Le due fonti di dispiacere che
abbiamo testé indicato sono lungi dall'esaurire la maggioranza delle nostre
esperienze spiacevoli; ma quanto alle esperienze rimanenti pare ci siano buoni
motivi per affermare che la loro presenza non contraddice al dominio del
principio di piacere. La maggior parte del dispiacere che proviamo è invero un
dispiacere "percezionale"; può essere la percezione della pressione di
pulsioni insoddisfatte, oppure una percezione esterna, sia che questa sia
penosa in sé stessa, sia che susciti aspettative spiacevoli nell'apparato
psichico - e cioè che quest'ultimo riconosca in essa un "pericolo".
La reazione a queste pretese pulsionali e minacce di pericolo, nella quale si
esprime l'attività propria dell'apparato psichico, può essere allora orientata
correttamente dal principio di piacere o dal principio di realtà che lo altera.
Non pare che questo ci obblighi a riconoscere un'ulteriore restrizione del
principio di piacere; eppure proprio lo studio della reazione psichica al
pericolo esterno può fornire nuovo materiale e far sorgere nuovi interrogativi
attinenti al problema che stiamo trattando.
In seguito a gravi scosse
meccaniche, scontri ferroviari e altri incidenti che implicano un pericolo
mortale si può verificare una situazione che è stata descritta da tempo e a cui
è stato dato il nome di Il nevrosi traumatica". La terribile guerra che si
è appena conclusa ha determinato la comparsa di molte affezioni di questo
genere, ma almeno ha posto termine al tentativo di farle risalire a lesioni
organiche del sistema nervoso, dovute all'azione di una forza meccanìca,"
Il quadro clinico della nevrosi traumatica si avvicina a quello dell'isteria
per la grande varietà di sintomi motori analoghi, ma di regola lo tra valica
per i segni spiccati di una sofferenza soggettiva che ricorda l'ipocondria o la
melanconia, e per le prove che offre di un ben più esteso generale
indebolimento e turbamento delle facoltà psichiche.

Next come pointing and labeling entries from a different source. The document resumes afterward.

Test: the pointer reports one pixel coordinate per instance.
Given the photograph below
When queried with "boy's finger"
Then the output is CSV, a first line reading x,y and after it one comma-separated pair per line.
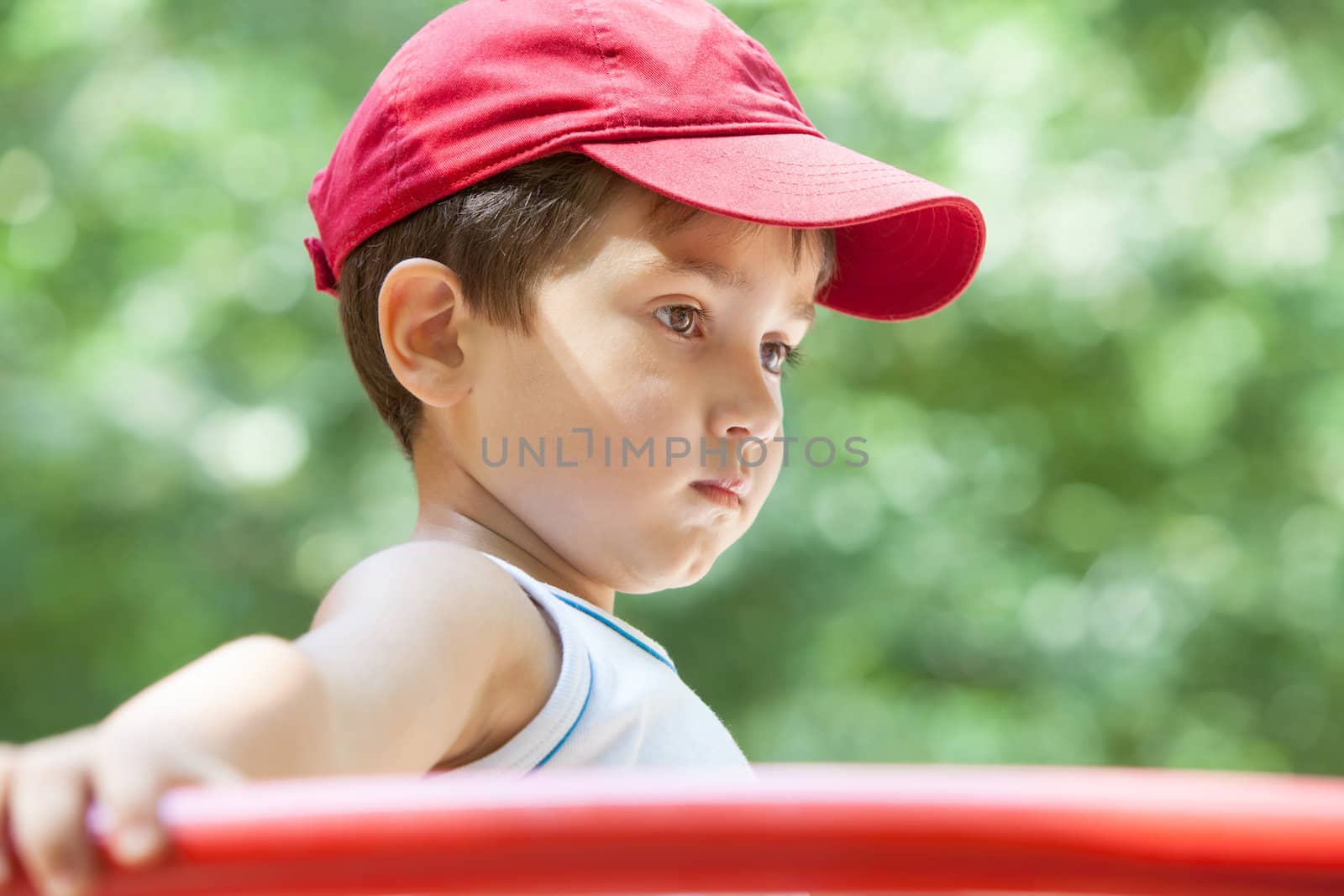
x,y
8,755
129,794
49,799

Finora non si è giunti a
una spiegazione completa né delle nevrosi di guerra né delle nevrosi
traumatiche del tempo di pace. Nel caso delle nevrosi di guerra il fatto che lo
stesso quadro clinico talvolta si sia determinato senza il concorso di una
grande violenza meccanica è parso illuminare e confondere le cose al tempo
stesso. Nel caso delle comuni nevrosi traumatiche emergono chiaramente due
caratteristiche sulle quali riflettere: in primo luogo è sembrato che esse
siano determinate anzitutto dalla sorpresa, dallo spavento; in secondo luogo di
solito una lesione o ferita patita simultaneamente agisce contro la formazione
di una nevrosi. I termini "spavento", "paura" e
"angoscia" sono usati a torto come sinonimi; in realtà corrispondono
a tre diversi atteggiamenti di fronte al pericolo. L'" angoscia"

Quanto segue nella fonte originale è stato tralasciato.